By religiously recreating the tone and feel of the manga and anime, Gintama (2017) ends up being a weird and nonsensical watch. Fortunately, it redeems itself by openly acknowledging its many flaws.
Gintama (2017) Synopsis
Gintama (2017) is a live-action remake of the 2010 animated feature, Gintama: Shin’yaku Benizakura-Hen. Katsura Kotaro is attacked by a mysterious serial killer and the next morning, his body is found by Bafuku officials. While Shinpachi and Kagura search for Katsura, on behest of Elizabeth, Gintoki is tasked by a pair of swordsmith siblings to recover a missing family heirloom. After he is brutally attacked by the same serial killer, Gintoki learns that the heirloom, the cursed sword Benizakura, was stolen by the killer to incite revolt against the Bafuku. Soon, he also discovers that what he encountered is but the surface of the plot. At the heart of it lies his former comrade and arch-nemesis, the vicious Kiheitai leader Takasugi Shinsuke.
I assure you I’m not alone in this. I’ve long concluded that live-action renditions of popular manga and anime series tend to suck. Big time.

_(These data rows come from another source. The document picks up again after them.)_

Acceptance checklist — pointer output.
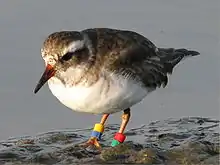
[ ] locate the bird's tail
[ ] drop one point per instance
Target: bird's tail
(171, 57)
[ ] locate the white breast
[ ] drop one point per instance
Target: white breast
(105, 96)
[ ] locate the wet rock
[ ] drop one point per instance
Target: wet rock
(173, 141)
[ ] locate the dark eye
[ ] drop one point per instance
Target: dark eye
(67, 56)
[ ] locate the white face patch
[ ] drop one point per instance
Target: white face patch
(75, 45)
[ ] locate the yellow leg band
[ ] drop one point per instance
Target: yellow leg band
(99, 128)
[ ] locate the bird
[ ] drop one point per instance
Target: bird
(105, 71)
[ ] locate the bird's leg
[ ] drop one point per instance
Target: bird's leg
(119, 136)
(97, 133)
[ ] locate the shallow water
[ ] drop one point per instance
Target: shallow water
(173, 141)
(193, 89)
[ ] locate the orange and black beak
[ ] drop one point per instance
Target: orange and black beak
(48, 73)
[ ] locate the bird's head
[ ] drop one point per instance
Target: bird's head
(62, 51)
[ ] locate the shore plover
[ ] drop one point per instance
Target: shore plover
(104, 71)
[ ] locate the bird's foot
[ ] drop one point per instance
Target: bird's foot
(92, 144)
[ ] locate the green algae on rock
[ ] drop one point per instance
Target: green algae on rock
(186, 141)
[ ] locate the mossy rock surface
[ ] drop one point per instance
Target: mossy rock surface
(186, 141)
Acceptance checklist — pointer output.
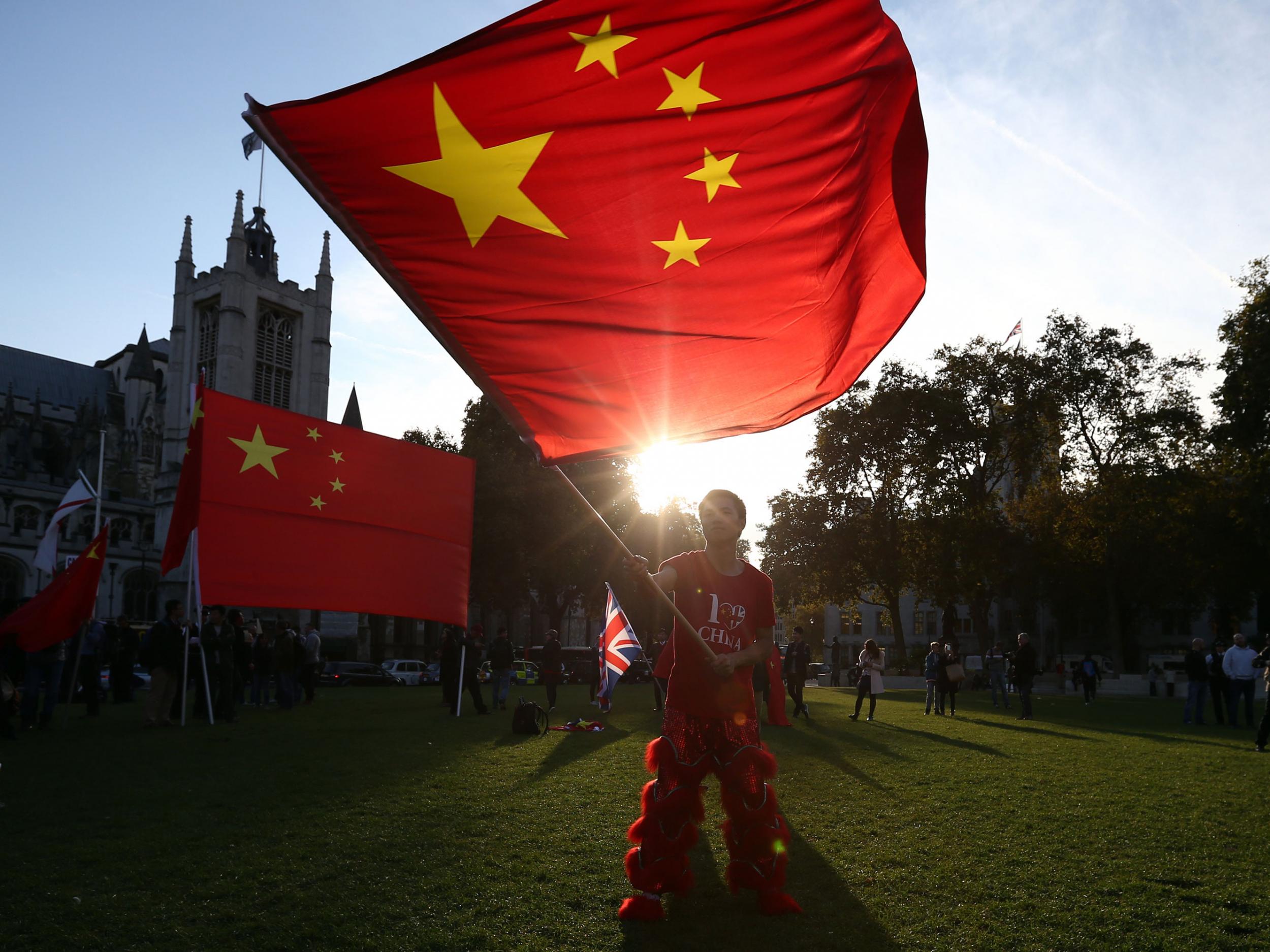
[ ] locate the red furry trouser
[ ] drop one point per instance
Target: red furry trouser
(756, 833)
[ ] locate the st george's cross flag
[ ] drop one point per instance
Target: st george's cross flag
(64, 605)
(618, 649)
(638, 221)
(295, 512)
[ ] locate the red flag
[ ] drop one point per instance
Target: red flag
(64, 605)
(639, 221)
(295, 512)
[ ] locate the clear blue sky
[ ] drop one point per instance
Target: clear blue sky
(1096, 158)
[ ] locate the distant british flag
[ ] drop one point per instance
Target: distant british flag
(618, 649)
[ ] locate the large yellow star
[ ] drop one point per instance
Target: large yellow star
(601, 47)
(258, 452)
(681, 248)
(686, 92)
(715, 173)
(484, 183)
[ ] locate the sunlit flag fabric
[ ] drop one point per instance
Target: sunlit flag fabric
(619, 648)
(295, 512)
(64, 605)
(639, 221)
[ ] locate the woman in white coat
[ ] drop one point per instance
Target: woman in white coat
(872, 663)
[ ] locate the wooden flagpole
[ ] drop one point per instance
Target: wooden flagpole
(616, 539)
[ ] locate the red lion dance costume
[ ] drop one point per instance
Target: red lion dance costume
(710, 727)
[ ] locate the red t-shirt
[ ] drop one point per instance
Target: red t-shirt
(728, 611)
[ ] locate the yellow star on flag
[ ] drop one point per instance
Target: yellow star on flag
(258, 452)
(601, 47)
(484, 183)
(686, 92)
(681, 248)
(715, 173)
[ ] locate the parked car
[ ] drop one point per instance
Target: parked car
(407, 671)
(357, 674)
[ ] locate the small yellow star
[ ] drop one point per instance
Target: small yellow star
(715, 173)
(601, 47)
(686, 92)
(258, 452)
(681, 248)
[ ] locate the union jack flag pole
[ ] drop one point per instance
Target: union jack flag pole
(616, 651)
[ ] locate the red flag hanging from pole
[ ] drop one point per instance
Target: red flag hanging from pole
(639, 221)
(64, 605)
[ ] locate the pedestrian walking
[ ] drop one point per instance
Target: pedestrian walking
(933, 676)
(502, 661)
(1197, 683)
(873, 661)
(1025, 673)
(798, 655)
(997, 664)
(948, 679)
(1241, 678)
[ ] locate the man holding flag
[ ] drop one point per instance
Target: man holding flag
(712, 727)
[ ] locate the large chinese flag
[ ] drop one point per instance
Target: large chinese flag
(639, 220)
(295, 512)
(64, 605)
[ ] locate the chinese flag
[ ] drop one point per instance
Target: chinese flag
(64, 605)
(639, 221)
(295, 512)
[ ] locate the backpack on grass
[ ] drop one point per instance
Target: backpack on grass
(527, 717)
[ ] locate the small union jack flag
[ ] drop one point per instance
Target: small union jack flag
(618, 649)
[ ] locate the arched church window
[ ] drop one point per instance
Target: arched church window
(13, 579)
(209, 332)
(141, 595)
(121, 531)
(275, 353)
(26, 517)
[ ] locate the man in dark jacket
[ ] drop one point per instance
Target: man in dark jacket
(1197, 683)
(502, 659)
(166, 644)
(1025, 673)
(798, 655)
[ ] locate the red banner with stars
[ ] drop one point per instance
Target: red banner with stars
(639, 221)
(295, 512)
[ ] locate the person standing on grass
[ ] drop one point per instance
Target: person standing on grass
(872, 664)
(712, 725)
(1090, 678)
(552, 666)
(1197, 683)
(1241, 678)
(1218, 683)
(166, 644)
(798, 655)
(502, 661)
(1025, 673)
(933, 674)
(946, 682)
(996, 664)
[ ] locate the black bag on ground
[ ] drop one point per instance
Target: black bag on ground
(527, 716)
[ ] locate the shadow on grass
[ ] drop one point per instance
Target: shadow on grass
(945, 739)
(832, 917)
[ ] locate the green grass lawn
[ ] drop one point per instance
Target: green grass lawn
(372, 820)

There are just so many problems with such efforts. What’s comedic in print or animation tends to be unbearable in real-life. What’s oshare and cool also feels disturbing when repeated on an actual person. It’s like watching a cosplay parade at its worst and weirdest.
And though most of us wouldn’t actively notice it, our minds fill in a lot of blanks when reading manga or watching anime. In turn, we form deep perceptions of beloved characters from doing so. The slightest deviation, we immediately feel the character is wrong. So completely misinterpreted.
Gintama (2017) suffers from every one of these issues. In some cases, badly. What lifts it, on the other hand, is how it openly, even gleefully, embraces its flaws. Five minutes into the movie, the main trio pops up in a crudely animated sequence, acknowledging these shortcomings and indirectly begging the audience to be forgiving. (They also declare outright they KNOW die-hard Gintama fans would diss the movie) This makes a difference, though it doesn’t necessarily improve the viewing experience. During the most awkward scenes, I found myself remembering this exhortation and as a result, much more inclined to forgive. Unlike how I would be with other movies, I also didn’t mind (that much) that the amanto were all wearing ridiculously cheap-looking masks and costumes. Even the badly rendered flying vessels didn’t feel that awful after a while.
In short, I’d say that while I didn’t end up loving Gintama (2017), neither did I step out of the cinema hating it. This is the result of the movie’s honesty, and I suspect some die-hard fans would feel as I did. In a way, I think it’s also hard to hate the movie, in spite of its many flaws and stumbles. Overall, it exudes such a strong determination to celebrate the source material. This determination pleases, even if the end result ultimately doesn’t.